Marxizm'de üzerine çok tartışılan bu soruya dair iki ana akım görmekteyiz.
Bunlara detaylı olarak eğilmeyeceğim fakat ana bir giriş için buna bakmak gerekiyor.
Temel soru, ezilen sınıfların devrimi gerçekleştirebilmeleri için ihtiyaç duydukları bilinçlilik halinin önündeki engellerin ne olduğu, bunların nasıl aşılabileceği etrafında döner.
İlk etapta, özellikle Engels'in Marx'ın eserlerine dair yaptığı yorumlarda, "yanlış bilinç" gibi bir kavramla karşı karşıyayız.
Bu kavram, çok kaba hatlarıyla, bir çeşit ilüzyonik durumun hakim olduğu, insanların aslında eziliyor olduklarının bilincinde olmadıkları,
bu durumun bir çeşit hayal perdesiyle üzerinin örtüldüğü fikrini savunur. Burada temel mesele aslında şudur:
İnsanlar, birtakım eylemler yaparlar ve bu eylemler üzerinde düşünceler üretirler. Yani düşünce dediğimiz şey eylemin bir sonucudur.

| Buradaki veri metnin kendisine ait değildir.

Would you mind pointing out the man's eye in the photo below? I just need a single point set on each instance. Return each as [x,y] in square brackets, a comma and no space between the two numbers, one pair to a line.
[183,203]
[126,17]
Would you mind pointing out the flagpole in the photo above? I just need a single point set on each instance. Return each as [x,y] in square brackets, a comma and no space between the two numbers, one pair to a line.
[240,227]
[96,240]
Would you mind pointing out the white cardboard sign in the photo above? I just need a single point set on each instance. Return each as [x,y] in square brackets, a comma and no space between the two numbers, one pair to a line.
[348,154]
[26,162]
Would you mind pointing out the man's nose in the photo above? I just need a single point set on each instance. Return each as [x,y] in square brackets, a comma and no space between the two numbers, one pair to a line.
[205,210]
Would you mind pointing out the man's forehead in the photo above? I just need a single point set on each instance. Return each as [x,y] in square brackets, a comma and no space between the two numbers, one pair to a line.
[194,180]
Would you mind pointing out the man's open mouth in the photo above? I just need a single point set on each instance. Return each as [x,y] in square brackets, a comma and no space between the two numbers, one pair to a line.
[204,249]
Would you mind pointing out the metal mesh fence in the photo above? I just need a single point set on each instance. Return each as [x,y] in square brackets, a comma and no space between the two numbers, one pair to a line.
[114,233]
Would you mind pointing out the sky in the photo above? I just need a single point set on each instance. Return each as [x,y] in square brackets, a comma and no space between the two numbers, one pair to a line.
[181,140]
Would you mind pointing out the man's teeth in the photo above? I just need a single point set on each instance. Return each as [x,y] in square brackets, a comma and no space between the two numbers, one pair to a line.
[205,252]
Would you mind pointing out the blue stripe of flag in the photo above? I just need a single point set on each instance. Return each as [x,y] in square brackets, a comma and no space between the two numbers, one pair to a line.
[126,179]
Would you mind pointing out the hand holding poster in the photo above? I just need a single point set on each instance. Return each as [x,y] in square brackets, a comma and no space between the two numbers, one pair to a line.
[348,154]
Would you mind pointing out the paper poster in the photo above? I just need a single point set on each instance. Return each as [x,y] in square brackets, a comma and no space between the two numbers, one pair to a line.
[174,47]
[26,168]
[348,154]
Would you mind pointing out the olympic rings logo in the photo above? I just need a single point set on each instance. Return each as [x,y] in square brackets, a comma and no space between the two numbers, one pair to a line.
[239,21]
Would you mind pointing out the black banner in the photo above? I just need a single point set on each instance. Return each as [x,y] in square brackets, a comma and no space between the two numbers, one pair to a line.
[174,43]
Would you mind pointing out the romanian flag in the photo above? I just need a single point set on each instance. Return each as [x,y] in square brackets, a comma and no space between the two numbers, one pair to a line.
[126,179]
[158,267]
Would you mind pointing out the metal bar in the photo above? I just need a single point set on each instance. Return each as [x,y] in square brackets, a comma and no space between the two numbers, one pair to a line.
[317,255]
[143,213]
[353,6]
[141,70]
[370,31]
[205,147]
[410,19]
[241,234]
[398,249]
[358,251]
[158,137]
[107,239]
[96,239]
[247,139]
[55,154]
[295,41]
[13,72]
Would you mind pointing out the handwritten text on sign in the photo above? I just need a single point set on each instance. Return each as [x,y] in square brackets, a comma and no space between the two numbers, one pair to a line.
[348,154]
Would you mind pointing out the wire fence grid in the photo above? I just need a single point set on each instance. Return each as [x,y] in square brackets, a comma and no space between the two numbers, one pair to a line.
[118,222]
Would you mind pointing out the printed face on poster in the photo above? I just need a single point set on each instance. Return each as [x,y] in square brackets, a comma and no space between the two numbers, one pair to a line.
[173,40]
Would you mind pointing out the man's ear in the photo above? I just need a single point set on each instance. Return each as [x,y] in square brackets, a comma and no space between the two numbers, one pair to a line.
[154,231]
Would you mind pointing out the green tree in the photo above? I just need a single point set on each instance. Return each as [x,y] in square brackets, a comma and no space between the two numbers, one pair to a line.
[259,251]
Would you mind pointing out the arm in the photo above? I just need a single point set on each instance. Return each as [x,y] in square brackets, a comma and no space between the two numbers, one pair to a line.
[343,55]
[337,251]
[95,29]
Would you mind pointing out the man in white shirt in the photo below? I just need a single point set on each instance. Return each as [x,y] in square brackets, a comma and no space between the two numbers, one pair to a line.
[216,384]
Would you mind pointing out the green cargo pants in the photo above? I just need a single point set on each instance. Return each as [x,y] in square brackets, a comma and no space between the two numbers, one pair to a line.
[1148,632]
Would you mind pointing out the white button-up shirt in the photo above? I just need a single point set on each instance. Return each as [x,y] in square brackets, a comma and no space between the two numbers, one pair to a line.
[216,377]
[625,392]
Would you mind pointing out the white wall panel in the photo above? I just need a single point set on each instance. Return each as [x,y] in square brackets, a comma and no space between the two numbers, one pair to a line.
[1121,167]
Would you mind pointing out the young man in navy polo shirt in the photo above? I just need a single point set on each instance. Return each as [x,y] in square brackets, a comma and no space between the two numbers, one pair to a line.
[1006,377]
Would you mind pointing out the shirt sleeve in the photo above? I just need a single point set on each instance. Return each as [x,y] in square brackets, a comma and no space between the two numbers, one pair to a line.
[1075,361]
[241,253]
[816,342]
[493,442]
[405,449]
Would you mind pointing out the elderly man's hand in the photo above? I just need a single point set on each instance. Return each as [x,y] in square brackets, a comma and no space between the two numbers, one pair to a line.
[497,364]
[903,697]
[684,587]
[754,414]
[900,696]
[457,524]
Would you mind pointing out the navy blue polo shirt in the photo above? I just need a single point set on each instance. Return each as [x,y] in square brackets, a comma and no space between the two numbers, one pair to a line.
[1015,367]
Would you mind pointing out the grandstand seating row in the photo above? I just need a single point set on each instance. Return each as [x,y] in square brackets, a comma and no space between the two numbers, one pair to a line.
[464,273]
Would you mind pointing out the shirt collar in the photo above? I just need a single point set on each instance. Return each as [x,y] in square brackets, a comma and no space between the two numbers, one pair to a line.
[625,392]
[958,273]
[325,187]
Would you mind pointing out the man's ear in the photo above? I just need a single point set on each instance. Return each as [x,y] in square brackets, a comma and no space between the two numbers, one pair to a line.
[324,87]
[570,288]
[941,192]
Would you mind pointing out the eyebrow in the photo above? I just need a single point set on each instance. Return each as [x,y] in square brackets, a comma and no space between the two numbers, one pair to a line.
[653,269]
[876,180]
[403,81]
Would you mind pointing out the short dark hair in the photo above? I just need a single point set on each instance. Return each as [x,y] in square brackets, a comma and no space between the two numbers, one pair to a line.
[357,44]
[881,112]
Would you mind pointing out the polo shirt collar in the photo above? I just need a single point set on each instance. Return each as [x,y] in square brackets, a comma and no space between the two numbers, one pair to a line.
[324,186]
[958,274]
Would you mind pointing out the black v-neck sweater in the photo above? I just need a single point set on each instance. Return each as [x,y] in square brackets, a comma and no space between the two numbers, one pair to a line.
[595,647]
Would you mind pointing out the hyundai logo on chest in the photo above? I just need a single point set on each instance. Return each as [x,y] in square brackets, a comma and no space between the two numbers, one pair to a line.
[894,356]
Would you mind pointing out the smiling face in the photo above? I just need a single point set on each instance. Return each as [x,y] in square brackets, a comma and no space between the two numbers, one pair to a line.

Yanlış bilinçlilik hali, bunun tam tersine, bütünüyle insanların eylemlerinden gelmeyen (yani "gerçek" olmayan) düşüncelerin insanların eylemlerini kontrol etmeye başlaması halidir.
Çok klasik bir örnek olarak "din" böyle bir şeydir. "Din" aslında çıkış olarak, insanların eylemlerinin ötesinde, insan-ötesi bir şeydir.
Böyle olduğu halde, insanların eylemlerinin arkasında "dini" (ya da daha genel söylersek, meta-fizik) bir şeylerin yattığı düşüncesi, bir yanlış bilinçlilik halidir.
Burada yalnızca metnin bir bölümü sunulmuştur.